El Sistema Echo es una innovación tecnológica que está instalada en todos los coches que participan en el Torneo Screamer. Podemos acumular dos tipos de energía mientras competimos: sincronización y entropía. La primera nos sirve para dar acelerones y activar un escudo que nos protege temporalmente de los impactos. El segundo se emplea para causar impactos sobre bólidos rivales y dejarlos KO. ¿Qué es lo interesante de esto? Que para ganar carreras no solo os servirá con pilotar bien, sino que es necesario hacer uso de estas mecánicas jugables.
Al igual que en cualquier Mario Kart es importante hacer uso de los objetos de forma estratégica, aquí debes tener puesto un ojo tanto en la pista como en tu indicador de energía para hacer un acelerón o activar un impacto, y así dejar fuera de pista a ese rival que tienes delante y que tanto te cuesta adelantar. Además, los pilotos que te persiguen siempre estarán al acecho, y deberás intuir sus ataques y repeler sus ofensivas a través de la activación de tu escudo en el momento justo. Por si esto no fuera suficiente, tenemos la posibilidad opcional de hacer un cambio de marcha perfecto (pulsando un botón en el momento exacto), algo que sirve para rellenar más rápidamente la barra de sincronización.
Así que Screamer es muy desafiante, más de lo imaginábamos en un principio. Mantener el coche en pista y no chocarte contra los límites de la pista no es tarea sencilla, ya que manejar su peculiar sistema de derrape requiere cierta dedicación. Al mismo tiempo, el caos que se genera en carretera es inmenso, siendo necesario saber cuándo usar las técnicas de impacto y escudo, alternando así entre un carácter más ofensivo o defensivo. Por último, tienes una habilidad especial llamada overdrive, centrada en el riesgo-recompensa: vas a toda velocidad y acabas con todo aquel que te cruces, pero si tocas mínimamente las barreras tu coche será el que explote en mil pedazos.
Tuvimos tiempo de probar otros modos de juego, como una carrera de checkpoints en que se nos sumaban segundos a medida que pasábamos por las metas volantes.

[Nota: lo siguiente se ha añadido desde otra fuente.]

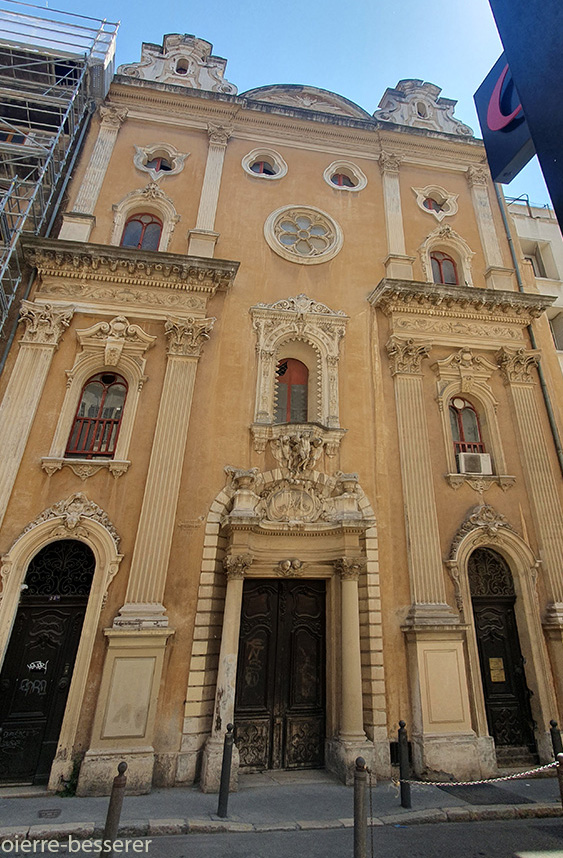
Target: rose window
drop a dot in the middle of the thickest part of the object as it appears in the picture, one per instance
(303, 234)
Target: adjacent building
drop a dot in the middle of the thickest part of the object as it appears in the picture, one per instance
(277, 450)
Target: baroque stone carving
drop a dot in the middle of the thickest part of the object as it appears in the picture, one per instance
(182, 60)
(187, 336)
(289, 568)
(71, 511)
(44, 324)
(407, 295)
(417, 104)
(113, 265)
(389, 163)
(235, 565)
(406, 356)
(298, 319)
(350, 568)
(298, 451)
(517, 365)
(483, 517)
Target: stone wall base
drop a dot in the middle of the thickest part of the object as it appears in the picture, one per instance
(340, 757)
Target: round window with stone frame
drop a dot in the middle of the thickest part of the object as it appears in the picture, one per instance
(303, 234)
(264, 164)
(161, 159)
(345, 176)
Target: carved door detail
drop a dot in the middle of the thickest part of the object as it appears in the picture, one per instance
(280, 696)
(507, 697)
(37, 670)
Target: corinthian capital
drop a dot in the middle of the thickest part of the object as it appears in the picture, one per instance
(350, 568)
(235, 565)
(405, 356)
(219, 134)
(113, 117)
(517, 364)
(44, 324)
(187, 336)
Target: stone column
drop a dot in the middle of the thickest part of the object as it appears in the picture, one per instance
(235, 568)
(421, 519)
(202, 239)
(128, 698)
(351, 741)
(78, 224)
(496, 275)
(143, 606)
(397, 263)
(517, 366)
(44, 327)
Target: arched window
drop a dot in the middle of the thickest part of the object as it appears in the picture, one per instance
(142, 231)
(466, 431)
(292, 379)
(98, 417)
(444, 269)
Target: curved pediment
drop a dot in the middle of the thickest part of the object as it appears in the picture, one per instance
(308, 98)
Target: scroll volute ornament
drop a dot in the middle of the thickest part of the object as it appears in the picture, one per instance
(187, 336)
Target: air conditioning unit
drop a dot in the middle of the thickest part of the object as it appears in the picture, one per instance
(474, 463)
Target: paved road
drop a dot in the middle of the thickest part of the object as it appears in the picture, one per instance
(499, 839)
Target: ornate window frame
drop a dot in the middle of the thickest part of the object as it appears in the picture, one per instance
(150, 200)
(110, 345)
(310, 331)
(348, 168)
(316, 215)
(265, 154)
(143, 154)
(447, 200)
(447, 240)
(466, 375)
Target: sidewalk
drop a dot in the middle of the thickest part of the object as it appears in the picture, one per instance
(282, 801)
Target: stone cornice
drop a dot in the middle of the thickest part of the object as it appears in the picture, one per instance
(106, 263)
(408, 295)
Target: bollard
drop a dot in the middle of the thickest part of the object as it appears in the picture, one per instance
(404, 766)
(115, 804)
(560, 775)
(360, 811)
(226, 772)
(556, 738)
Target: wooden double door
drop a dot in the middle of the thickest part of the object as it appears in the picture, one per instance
(280, 693)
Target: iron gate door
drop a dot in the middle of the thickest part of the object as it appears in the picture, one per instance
(280, 695)
(37, 670)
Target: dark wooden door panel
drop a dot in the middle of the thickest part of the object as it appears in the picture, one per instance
(280, 700)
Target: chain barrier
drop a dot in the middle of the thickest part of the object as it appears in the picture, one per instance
(397, 781)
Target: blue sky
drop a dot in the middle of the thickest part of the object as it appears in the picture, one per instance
(357, 48)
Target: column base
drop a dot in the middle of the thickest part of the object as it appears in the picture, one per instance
(341, 754)
(100, 767)
(211, 766)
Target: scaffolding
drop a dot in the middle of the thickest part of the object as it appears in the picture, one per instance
(54, 67)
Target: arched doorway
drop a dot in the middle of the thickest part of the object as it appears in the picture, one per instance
(39, 662)
(506, 694)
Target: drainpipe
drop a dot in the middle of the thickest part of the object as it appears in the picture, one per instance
(543, 385)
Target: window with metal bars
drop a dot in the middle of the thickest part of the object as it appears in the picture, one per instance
(466, 431)
(292, 382)
(444, 269)
(142, 231)
(98, 417)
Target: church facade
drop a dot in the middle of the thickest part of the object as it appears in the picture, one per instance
(280, 432)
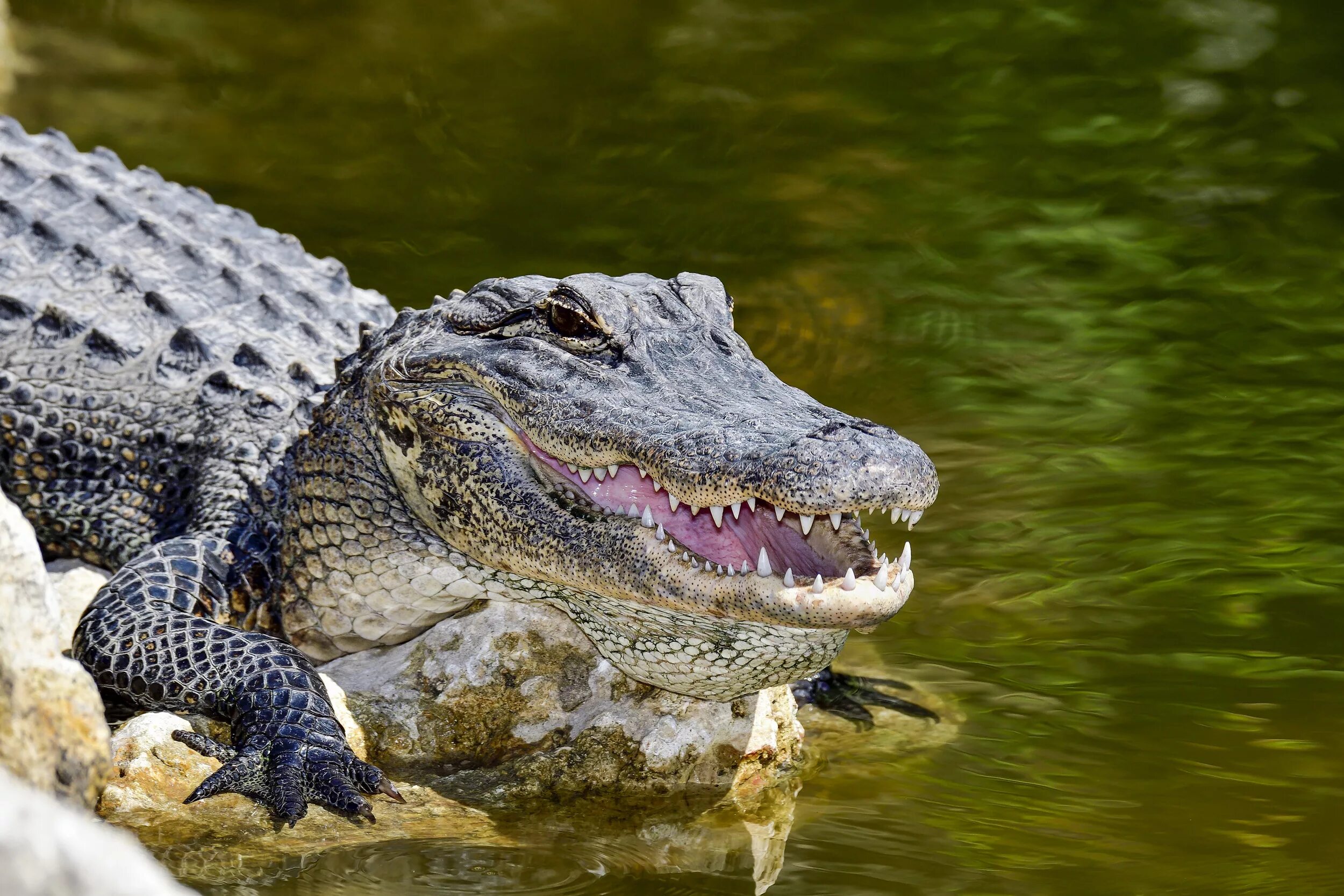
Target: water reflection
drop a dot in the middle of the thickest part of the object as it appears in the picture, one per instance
(1085, 253)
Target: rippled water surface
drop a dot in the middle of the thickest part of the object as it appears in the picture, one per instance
(1086, 253)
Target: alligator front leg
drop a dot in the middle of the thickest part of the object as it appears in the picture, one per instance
(144, 640)
(850, 696)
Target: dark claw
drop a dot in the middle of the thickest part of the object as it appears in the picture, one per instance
(289, 776)
(847, 696)
(386, 787)
(205, 746)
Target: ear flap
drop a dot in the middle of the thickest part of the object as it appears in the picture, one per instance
(702, 295)
(490, 304)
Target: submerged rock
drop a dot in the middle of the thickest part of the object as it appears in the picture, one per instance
(514, 699)
(53, 734)
(49, 849)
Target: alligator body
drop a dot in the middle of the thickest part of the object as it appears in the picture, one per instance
(281, 469)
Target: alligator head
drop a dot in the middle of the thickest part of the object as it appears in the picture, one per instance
(617, 440)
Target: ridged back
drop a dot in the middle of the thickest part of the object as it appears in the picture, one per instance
(121, 275)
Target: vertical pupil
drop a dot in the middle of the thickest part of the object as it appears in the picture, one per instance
(566, 321)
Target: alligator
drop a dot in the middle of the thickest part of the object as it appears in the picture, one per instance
(280, 469)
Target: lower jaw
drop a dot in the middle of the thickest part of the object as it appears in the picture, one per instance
(699, 656)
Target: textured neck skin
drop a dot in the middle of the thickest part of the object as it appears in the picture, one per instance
(356, 569)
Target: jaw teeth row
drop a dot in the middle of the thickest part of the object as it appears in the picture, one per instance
(585, 473)
(764, 570)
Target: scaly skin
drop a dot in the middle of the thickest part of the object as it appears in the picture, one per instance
(265, 451)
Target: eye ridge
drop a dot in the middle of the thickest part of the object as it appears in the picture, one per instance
(570, 323)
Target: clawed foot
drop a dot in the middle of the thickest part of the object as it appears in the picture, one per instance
(848, 696)
(289, 774)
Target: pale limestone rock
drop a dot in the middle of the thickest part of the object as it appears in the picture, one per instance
(514, 698)
(47, 849)
(230, 838)
(53, 734)
(775, 747)
(74, 583)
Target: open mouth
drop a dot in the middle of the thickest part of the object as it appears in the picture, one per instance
(802, 559)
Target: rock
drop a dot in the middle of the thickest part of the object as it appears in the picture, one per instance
(230, 838)
(47, 849)
(514, 699)
(775, 746)
(53, 734)
(74, 583)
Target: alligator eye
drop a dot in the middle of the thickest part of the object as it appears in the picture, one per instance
(571, 324)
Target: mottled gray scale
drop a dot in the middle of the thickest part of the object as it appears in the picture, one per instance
(140, 415)
(264, 451)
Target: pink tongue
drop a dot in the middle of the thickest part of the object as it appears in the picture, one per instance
(735, 542)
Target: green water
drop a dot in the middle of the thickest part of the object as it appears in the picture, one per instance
(1086, 253)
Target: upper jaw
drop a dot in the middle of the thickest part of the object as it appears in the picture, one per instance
(750, 559)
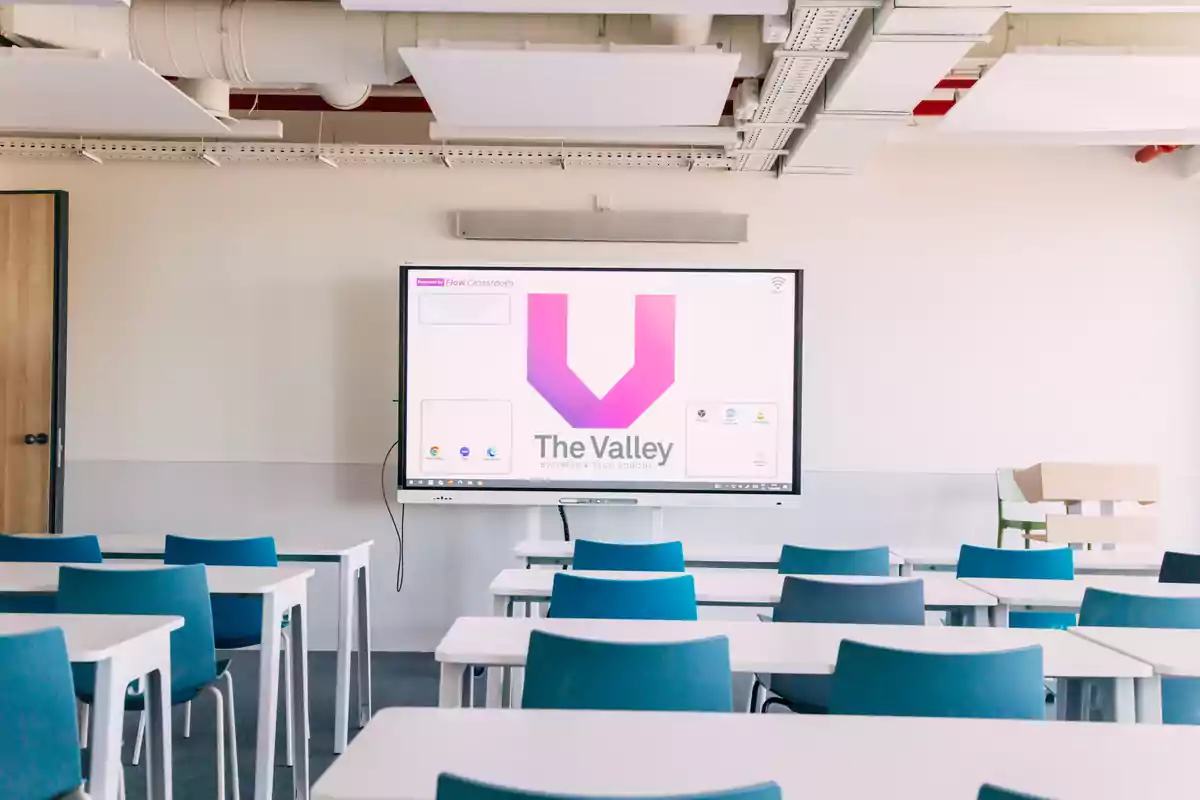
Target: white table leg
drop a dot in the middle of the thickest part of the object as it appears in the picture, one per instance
(1149, 699)
(999, 615)
(269, 697)
(450, 686)
(159, 753)
(364, 614)
(345, 624)
(1123, 701)
(299, 655)
(107, 714)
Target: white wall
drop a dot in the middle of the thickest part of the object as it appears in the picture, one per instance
(233, 343)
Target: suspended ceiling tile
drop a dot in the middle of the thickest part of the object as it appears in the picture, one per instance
(841, 143)
(1083, 90)
(751, 7)
(893, 73)
(72, 91)
(573, 86)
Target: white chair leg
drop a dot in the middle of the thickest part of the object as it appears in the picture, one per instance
(142, 734)
(82, 713)
(231, 720)
(216, 693)
(288, 699)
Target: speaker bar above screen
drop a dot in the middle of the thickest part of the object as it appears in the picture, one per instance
(540, 385)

También hay un modo de carreras por equipos (con dos o tres pilotos por equipo) que se plantean como carreras cooperativas-competitivas en que se suman los puntos que obtengas por tu posición final, pero también por los KOs que consigas. Los desarrolladores nos explicaron que hay una progresión compartida por todas estas modalidades, con el fin de desbloquear pilotos, vehículos y otros elementos.
Un arcade de conducción con personalidad
Tenemos que reconocer que Screamer es un juego con bastante personalidad. En lo visual hace uso de una alta variedad de efectos visuales, así como reflexiones de luz. Lo jugamos en una versión de testeo para PC y lo cierto es que era una gozada verlo en movimiento. No es cel-shading, pero se ha sabido transmitir el aspecto anime general del videojuego a las carreras, con elementos de interfaz muy dinámicos, potenciados por efectos sonoros, voces de los pilotos (incluido Troy Baker) y una banda sonora de corte electrónico.
Entramos sin saber muy bien qué esperar de Screamer, y desde luego se parece poco a los juegos de hace cerca de 30 años. Pero no es algo precisamente negativo, sino seguramente una evolución necesaria para esta licencia, sobre todo tras estar tanto tiempo en el olvido. Ahora hay que probarlo en profundidad para comprobar si su original sistema jugable convence a la larga, y si su narrativa tiene encaje dentro de esta propuesta tan arcade. Lo descubriremos el 26 de marzo cuando llegue a PC, PlayStation 5 y Xbox Series.
Hemos realizado estas impresiones tras probar Screamer en una versión para PC en las oficinas de Plaion en Madrid.